In den Erzählungen von Monique Schwitter wird gespielt, sehr ernst und auf hohem Niveau; ihre Personen wissen, dass sie spielen auch wenn sie es ernst meinen. Sie können gar nicht anders: das Als-ob ist ihnen zur Notwendigkeit geworden, egal ob es um sexuelles Begehren geht oder um anderes, egal ob sie ihre eigene Ironie durchschauen oder nicht. Die Intelligenz, mit der Monique Schwitter diese ernsthaften und manchmal durchaus heftigen Simulationen transparent macht, ist so groß wie das Vergnügen, das die Lektüre bereitet. Diese Geschichten sind geschrieben mit einem unerbittlichen Auge für Situationen, in denen alles offen ist und aus denen noch alles werden kann, und mit dem scharfen Gehör für die Sätze, die Menschen im Offenen miteinander wechseln. Zwei junge Frauen auf einer Parkbank, eine Rotweinflasche, und zwischen ihnen ein offenes Schweizermesser. Sie denken sich Indianernamen füreinander aus und die Frage »Sag mal, wieviel Erfahrung hast du eigentlich mit Frauen« hängtin der Luft. Oder: Eine Frau kehrt auf Weihnachtsurlaub in die Heimatstadt zurück; diesmal erwartet sie ein anonymer Brief mit einer Verabredung im Zoo, »wenns schneit beim Krokodil, sonst beim Kamel«. Alle möglichen Absender passieren vor ihrem inneren Auge Revue und damit auch alles, wofür Heimat steht, ein ganzes »Erinnerungspaket« aus Kindheit, Jugendzimmer, Lehrerin, Männern. Oder: Eine Autofahrt mit einem fremden Mann in einem fremden Land, sie fotografiert durch die verschmierte Scheibe die Straße voller plattgefahrener Tiere, »soundsoviel Katzen, Frösche, Füchse, Marder, Vögel.« Eine schonungslose und neugierige neue Erzählerin, und die Erzählungen sind ihre Sonden, mit denen sie das Unbekannte abtastet.

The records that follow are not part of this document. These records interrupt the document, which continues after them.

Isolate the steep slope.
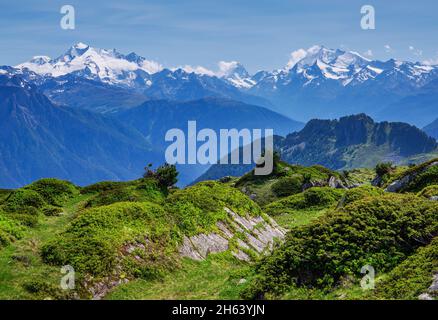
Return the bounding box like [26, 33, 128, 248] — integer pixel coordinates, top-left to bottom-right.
[195, 114, 437, 182]
[248, 46, 438, 126]
[280, 114, 437, 169]
[17, 43, 438, 127]
[0, 75, 160, 187]
[423, 119, 438, 139]
[114, 98, 303, 185]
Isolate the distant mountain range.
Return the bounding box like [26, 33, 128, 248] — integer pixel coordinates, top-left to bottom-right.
[423, 119, 438, 139]
[112, 98, 304, 185]
[195, 114, 438, 182]
[0, 75, 303, 188]
[9, 43, 438, 127]
[0, 43, 438, 187]
[0, 75, 161, 188]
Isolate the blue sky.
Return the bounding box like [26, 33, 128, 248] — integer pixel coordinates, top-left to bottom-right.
[0, 0, 438, 72]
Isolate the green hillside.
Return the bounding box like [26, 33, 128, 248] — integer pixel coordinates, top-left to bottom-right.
[0, 159, 438, 299]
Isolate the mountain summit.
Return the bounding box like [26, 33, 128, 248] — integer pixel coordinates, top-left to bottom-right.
[17, 42, 163, 84]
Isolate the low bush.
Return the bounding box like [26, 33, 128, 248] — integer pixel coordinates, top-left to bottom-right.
[401, 165, 438, 192]
[41, 205, 63, 217]
[418, 185, 438, 199]
[244, 194, 438, 298]
[80, 181, 132, 194]
[165, 181, 262, 235]
[339, 185, 384, 206]
[42, 202, 172, 276]
[3, 189, 46, 213]
[86, 179, 167, 207]
[271, 176, 303, 197]
[376, 238, 438, 300]
[264, 187, 344, 215]
[0, 212, 24, 248]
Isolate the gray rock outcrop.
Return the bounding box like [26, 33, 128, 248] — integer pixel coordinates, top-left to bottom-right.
[179, 208, 286, 261]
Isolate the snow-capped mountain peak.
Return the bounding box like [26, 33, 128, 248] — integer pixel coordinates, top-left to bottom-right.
[16, 42, 163, 85]
[216, 61, 256, 89]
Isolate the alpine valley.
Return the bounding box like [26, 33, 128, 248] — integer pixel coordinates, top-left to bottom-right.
[0, 43, 438, 300]
[0, 43, 438, 187]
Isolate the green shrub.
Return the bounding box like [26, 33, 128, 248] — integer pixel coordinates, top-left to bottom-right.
[165, 181, 261, 235]
[87, 188, 139, 207]
[418, 185, 438, 199]
[42, 202, 175, 276]
[401, 165, 438, 192]
[41, 205, 63, 217]
[0, 189, 13, 204]
[25, 178, 78, 207]
[339, 185, 384, 206]
[7, 212, 39, 228]
[375, 162, 394, 177]
[23, 279, 71, 300]
[271, 176, 303, 197]
[86, 179, 167, 207]
[0, 212, 24, 247]
[264, 187, 344, 215]
[3, 189, 46, 213]
[244, 194, 438, 298]
[376, 238, 438, 300]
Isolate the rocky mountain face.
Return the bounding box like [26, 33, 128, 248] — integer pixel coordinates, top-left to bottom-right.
[423, 119, 438, 139]
[280, 114, 437, 170]
[113, 98, 303, 185]
[14, 43, 438, 127]
[196, 114, 437, 181]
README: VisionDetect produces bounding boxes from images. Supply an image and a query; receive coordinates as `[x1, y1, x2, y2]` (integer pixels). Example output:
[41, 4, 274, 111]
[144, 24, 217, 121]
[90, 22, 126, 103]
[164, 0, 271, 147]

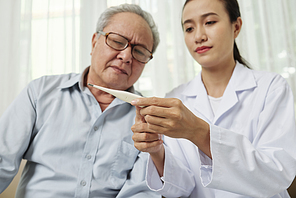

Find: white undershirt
[208, 95, 222, 115]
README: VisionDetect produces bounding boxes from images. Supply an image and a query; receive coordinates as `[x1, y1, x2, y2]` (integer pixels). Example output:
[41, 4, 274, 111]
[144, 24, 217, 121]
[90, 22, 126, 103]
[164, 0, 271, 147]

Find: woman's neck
[201, 62, 235, 98]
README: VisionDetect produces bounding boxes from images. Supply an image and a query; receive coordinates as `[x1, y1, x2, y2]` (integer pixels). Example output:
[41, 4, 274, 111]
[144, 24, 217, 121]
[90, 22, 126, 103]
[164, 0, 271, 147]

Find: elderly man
[0, 4, 160, 198]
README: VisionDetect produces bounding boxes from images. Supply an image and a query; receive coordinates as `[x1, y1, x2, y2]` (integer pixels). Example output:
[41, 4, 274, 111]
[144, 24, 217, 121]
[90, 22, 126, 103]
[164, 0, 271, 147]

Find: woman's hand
[132, 97, 211, 157]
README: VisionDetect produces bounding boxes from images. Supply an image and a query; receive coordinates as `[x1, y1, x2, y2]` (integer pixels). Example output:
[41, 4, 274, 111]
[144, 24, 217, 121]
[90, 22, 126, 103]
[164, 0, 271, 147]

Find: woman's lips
[111, 66, 128, 75]
[195, 46, 212, 54]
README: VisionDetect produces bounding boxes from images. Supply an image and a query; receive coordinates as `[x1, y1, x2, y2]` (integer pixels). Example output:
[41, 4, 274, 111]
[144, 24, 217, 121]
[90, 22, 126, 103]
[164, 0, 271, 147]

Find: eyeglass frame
[97, 31, 153, 64]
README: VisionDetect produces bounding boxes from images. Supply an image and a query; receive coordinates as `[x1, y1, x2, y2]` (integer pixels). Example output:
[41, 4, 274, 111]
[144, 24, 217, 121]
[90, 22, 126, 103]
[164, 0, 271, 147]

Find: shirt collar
[58, 66, 142, 95]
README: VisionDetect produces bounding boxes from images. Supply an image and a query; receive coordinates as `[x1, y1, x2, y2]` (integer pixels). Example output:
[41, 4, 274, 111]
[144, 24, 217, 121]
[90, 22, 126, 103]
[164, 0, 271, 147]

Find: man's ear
[233, 17, 243, 39]
[90, 33, 98, 55]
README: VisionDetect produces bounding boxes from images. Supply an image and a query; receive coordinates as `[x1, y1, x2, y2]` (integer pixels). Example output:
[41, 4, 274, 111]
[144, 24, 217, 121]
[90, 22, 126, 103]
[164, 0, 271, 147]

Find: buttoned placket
[75, 95, 106, 198]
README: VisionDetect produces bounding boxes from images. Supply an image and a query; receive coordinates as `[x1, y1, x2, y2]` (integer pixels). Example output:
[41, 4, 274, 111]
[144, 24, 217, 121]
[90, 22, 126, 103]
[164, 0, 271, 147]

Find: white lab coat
[146, 63, 296, 198]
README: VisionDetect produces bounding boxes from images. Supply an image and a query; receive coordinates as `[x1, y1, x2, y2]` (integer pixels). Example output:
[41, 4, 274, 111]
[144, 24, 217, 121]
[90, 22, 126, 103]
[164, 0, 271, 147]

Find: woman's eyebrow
[182, 12, 218, 25]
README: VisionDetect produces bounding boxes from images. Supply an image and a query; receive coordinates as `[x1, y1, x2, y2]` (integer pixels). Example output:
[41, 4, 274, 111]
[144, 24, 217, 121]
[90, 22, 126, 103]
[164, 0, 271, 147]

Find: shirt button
[80, 180, 86, 186]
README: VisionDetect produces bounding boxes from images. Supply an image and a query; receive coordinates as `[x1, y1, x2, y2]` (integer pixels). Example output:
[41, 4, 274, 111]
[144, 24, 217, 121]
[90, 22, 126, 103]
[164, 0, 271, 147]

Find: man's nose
[117, 45, 133, 63]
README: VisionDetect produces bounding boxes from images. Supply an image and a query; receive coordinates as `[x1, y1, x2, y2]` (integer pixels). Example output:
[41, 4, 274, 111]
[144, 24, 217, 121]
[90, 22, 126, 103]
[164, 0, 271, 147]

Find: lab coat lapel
[213, 63, 256, 124]
[182, 73, 214, 123]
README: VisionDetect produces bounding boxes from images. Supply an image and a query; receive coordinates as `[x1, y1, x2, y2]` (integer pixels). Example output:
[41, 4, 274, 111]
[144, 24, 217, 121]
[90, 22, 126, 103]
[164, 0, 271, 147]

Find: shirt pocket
[111, 141, 139, 188]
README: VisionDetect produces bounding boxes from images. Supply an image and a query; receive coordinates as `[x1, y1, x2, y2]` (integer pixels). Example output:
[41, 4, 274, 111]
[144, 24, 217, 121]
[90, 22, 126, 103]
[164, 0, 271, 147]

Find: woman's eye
[185, 27, 193, 32]
[206, 21, 216, 25]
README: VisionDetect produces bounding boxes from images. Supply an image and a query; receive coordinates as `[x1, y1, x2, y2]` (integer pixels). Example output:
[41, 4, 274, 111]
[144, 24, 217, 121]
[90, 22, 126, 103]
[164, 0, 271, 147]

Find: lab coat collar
[182, 63, 257, 124]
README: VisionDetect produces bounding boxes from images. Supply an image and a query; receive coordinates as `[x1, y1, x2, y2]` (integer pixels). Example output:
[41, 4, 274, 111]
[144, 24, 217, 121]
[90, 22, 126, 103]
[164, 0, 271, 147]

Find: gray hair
[96, 4, 159, 53]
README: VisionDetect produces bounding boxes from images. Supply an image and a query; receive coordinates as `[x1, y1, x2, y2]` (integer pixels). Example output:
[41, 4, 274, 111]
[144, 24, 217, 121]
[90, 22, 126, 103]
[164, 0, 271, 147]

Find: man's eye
[112, 39, 125, 46]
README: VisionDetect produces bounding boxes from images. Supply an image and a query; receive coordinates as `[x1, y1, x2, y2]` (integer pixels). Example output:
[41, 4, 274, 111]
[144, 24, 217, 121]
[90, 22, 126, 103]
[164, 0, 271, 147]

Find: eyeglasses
[97, 31, 153, 63]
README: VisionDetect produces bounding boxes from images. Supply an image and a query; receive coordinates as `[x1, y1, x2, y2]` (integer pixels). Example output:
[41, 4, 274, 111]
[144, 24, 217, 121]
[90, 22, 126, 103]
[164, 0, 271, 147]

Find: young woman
[132, 0, 296, 198]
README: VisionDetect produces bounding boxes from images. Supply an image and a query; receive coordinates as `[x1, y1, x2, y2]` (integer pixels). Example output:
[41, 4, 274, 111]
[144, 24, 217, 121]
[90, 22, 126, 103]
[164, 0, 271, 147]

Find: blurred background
[0, 0, 296, 198]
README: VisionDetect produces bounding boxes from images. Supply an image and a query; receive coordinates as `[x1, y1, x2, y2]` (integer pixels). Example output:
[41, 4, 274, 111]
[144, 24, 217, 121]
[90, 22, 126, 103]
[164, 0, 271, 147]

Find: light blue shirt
[0, 68, 160, 198]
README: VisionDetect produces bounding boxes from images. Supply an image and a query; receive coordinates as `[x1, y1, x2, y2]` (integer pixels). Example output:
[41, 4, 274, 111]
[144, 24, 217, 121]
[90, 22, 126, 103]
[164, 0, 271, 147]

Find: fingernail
[131, 99, 138, 105]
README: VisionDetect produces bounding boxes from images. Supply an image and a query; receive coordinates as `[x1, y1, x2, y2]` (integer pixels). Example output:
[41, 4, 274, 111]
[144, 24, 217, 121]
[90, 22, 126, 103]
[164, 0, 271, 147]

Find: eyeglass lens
[106, 33, 151, 63]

Perlentaucher-Notiz zur NZZ-Rezension
Samuel Moser fühlte sich irritiert, dass Monique Schwitter in ihrem Erzählband "Wenn?s schneit beim Krokodil" auf das Kunstprinzip Apathie setzt. Nur aus dem Mangel an Emphase lässt sich auf die Heftigkeit der Affekte schließen, gemäß dem vom Rezensenten gleich am Ende des ersten Absatzes aufgestellten Grundsatz: "Texte sind Spiegel, in denen nicht das zu sehen ist, was sich in ihnen spiegelt." Schwitters Geschichten, schreibt Moser, "geben niemals Ruhe". Das hat den Rezensenten spürbar beeindruckt; die Irritation, die er empfunden hat, teilt sich auch dem Leser seiner Kritik mit, die verschwiegene Aura des Geheimnisvollen, auch Unbarmherzigen. Im "Mützenmärchen" kommt zusammen, was das Thema aller Erzählungen des Bandes ist: als "grandioses Spiel" mit den Motiven "Täuschung, Spiegel und Glas" würdigt sie der Rezensent.